2. A registration statement under this
section must contain the following information and be accompanied by the
following records in addition to the information specified in subsection 4 of NRS 90.500 and the consent to service of
process required by NRS 90.770 :
(a) One copy of the latest form of prospectus
filed under the Securities Act of 1933;
(b) If the Administrator by regulation or order
requires:
(1) A copy of the articles of
incorporation and bylaws, or their substantial equivalents, currently in
effect;
(2) A copy of any agreement with or among
underwriters;
(3) A copy of any indenture or other
instrument governing the issuance of the security to be registered; and
(4) A copy, specimen or description of the
security;
(c) If the Administrator requests and subject to
the provisions of NRS 90.730 , any other
information or copies of any other records filed under the Securities Act of
1933; and
(d) An undertaking to forward promptly and in any
event not later than the first business day after the day they are forwarded to
or filed with the Securities and Exchange Commission, all future amendments to
the federal prospectus, other than an amendment that delays the effective date
of the registration statement, whichever occurs first.

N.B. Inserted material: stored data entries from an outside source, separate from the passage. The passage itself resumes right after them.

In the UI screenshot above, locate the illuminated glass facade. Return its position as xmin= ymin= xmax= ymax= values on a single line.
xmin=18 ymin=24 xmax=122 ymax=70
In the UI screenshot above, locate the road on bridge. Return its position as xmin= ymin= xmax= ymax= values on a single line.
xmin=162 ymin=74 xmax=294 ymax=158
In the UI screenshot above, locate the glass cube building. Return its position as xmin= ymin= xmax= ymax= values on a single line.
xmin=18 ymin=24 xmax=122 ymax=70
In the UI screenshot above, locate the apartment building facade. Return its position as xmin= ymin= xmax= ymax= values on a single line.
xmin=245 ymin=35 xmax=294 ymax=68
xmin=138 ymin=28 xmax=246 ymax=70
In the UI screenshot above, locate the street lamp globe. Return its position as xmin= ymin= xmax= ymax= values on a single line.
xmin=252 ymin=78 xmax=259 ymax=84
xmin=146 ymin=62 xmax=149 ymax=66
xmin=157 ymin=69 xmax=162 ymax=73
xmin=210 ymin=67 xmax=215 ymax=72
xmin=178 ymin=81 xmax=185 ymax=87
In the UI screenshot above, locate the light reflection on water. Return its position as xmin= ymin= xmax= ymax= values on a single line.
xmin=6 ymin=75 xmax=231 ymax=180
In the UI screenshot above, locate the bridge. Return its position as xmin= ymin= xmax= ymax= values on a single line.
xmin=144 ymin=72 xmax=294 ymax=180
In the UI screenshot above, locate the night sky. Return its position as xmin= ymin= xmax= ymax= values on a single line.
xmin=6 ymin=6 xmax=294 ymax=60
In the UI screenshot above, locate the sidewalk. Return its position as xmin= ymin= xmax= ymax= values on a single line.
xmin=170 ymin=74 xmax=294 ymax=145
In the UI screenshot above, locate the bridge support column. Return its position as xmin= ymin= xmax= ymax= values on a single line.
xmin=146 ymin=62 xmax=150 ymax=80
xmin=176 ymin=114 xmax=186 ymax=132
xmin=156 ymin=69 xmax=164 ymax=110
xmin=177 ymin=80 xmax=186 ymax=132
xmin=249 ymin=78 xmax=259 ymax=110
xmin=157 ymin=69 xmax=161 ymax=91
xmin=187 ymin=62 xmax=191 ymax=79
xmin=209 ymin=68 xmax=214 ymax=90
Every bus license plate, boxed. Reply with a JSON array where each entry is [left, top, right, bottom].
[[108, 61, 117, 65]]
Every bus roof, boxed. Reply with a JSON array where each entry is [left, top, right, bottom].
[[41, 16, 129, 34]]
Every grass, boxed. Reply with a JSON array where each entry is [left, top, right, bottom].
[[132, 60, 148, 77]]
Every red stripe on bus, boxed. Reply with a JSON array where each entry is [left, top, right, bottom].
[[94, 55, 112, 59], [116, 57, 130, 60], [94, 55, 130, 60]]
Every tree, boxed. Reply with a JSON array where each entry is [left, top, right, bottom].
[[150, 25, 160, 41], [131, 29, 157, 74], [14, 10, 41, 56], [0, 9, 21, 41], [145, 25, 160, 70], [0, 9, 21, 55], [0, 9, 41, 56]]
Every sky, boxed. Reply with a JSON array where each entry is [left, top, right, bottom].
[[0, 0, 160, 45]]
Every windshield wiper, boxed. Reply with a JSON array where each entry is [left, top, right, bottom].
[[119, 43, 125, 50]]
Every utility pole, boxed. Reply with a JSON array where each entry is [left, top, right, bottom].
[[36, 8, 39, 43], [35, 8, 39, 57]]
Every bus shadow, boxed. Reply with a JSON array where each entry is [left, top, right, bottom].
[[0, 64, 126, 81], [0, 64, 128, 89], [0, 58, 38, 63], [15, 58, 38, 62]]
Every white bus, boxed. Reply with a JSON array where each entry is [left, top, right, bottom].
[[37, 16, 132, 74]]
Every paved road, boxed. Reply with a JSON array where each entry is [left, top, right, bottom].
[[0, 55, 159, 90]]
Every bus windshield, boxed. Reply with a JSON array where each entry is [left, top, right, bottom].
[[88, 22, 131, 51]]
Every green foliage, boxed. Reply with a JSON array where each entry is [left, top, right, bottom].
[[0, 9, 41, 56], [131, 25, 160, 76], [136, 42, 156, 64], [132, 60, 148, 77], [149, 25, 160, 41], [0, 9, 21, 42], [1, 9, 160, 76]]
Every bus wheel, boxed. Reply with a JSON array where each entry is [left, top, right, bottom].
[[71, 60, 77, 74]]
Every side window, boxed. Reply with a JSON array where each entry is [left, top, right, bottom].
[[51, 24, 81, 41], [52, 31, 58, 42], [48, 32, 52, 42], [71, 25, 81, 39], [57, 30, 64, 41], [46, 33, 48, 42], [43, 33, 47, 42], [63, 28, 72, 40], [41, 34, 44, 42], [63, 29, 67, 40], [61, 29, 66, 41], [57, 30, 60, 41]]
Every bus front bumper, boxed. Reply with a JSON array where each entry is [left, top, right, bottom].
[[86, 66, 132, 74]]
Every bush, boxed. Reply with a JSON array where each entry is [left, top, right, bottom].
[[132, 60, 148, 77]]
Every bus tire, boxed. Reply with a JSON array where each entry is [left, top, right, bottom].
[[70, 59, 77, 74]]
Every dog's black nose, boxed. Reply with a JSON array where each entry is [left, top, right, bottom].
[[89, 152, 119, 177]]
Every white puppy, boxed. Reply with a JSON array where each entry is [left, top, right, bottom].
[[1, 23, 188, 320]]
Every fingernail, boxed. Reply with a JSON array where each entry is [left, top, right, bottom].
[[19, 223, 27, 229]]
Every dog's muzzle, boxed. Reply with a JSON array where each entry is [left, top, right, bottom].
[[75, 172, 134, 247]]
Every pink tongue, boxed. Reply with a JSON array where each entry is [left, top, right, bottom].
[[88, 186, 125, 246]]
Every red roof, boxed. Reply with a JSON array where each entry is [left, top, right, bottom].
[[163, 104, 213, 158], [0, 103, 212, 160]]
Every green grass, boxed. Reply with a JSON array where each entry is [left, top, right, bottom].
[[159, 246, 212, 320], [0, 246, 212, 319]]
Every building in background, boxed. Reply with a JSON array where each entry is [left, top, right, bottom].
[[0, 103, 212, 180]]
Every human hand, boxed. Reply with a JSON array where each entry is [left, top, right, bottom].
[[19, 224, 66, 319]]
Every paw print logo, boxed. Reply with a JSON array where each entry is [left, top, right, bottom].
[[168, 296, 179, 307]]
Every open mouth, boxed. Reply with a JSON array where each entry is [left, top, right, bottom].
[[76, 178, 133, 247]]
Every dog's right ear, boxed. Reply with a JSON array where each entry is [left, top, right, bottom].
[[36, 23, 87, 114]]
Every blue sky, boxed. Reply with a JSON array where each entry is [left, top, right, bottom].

3. A registration statement under this
section becomes effective when the federal registration statement becomes
effective and all the following conditions are satisfied:
(a) No order is in effect, and no proceeding is
pending, under NRS 90.510 ;
(b) The registration statement has been on file
with the Administrator for at least 10 days, but if the registration statement
is not filed with the Administrator within 5 days after the initial filing
under the Securities Act of 1933, the registration statement must have been on
file with the Administrator for 30 days or any shorter period as the
Administrator by regulation or order specifies; and
(c) A statement of the maximum and minimum
proposed offering prices and the maximum underwriting discounts and commissions
has been on file for 2 full business days or any shorter period the
Administrator permits and the offering is made within those limitations.
4. The registrant shall promptly notify the
Administrator of the date and time when the federal registration statement
became effective and the content of the price amendment, if any, and shall
promptly file a posteffective amendment containing the information and records
in the price amendment.
5. Upon failure to receive the required
notification and posteffective amendment with respect to the price amendment,
the Administrator may enter an order, retroactively denying effectiveness to
the registration statement or suspending its effectiveness until the registrant
complies with subsection 4. The Administrator shall promptly notify the
registrant of the issuance of the order. If the registrant proves compliance
with the requirements of subsection 4 as to notice and posteffective amendment,
the order is void as of its entry.
6. The Administrator by regulation or
order may waive either or both of the conditions specified in paragraphs (b)
and (c) of subsection 3.
7. If the federal registration statement
becomes effective before all the conditions in subsection 3 are satisfied and
they are not waived, the registration statement automatically becomes effective
when all the conditions are satisfied. If the registrant advises the
Administrator of the date when the federal registration statement is expected
to become effective, the Administrator shall promptly advise the registrant, at
the registrants expense, whether all conditions are satisfied and whether the
Administrator then contemplates the institution of a proceeding under NRS 90.510 , but the advice by the
Administrator does not preclude the institution of a proceeding for an order
suspending the effectiveness of the registration statement. An order issued
under this subsection is not retroactive.
8. The Administrator by regulation or
order may waive or modify the application of a requirement of this section if a
provision or an amendment, repeal or other alteration of the provisions of the
Securities Act of 1933 for the registration of securities or of the regulations
adopted under that act renders the waiver or modification appropriate for
further coordination of state and federal registration.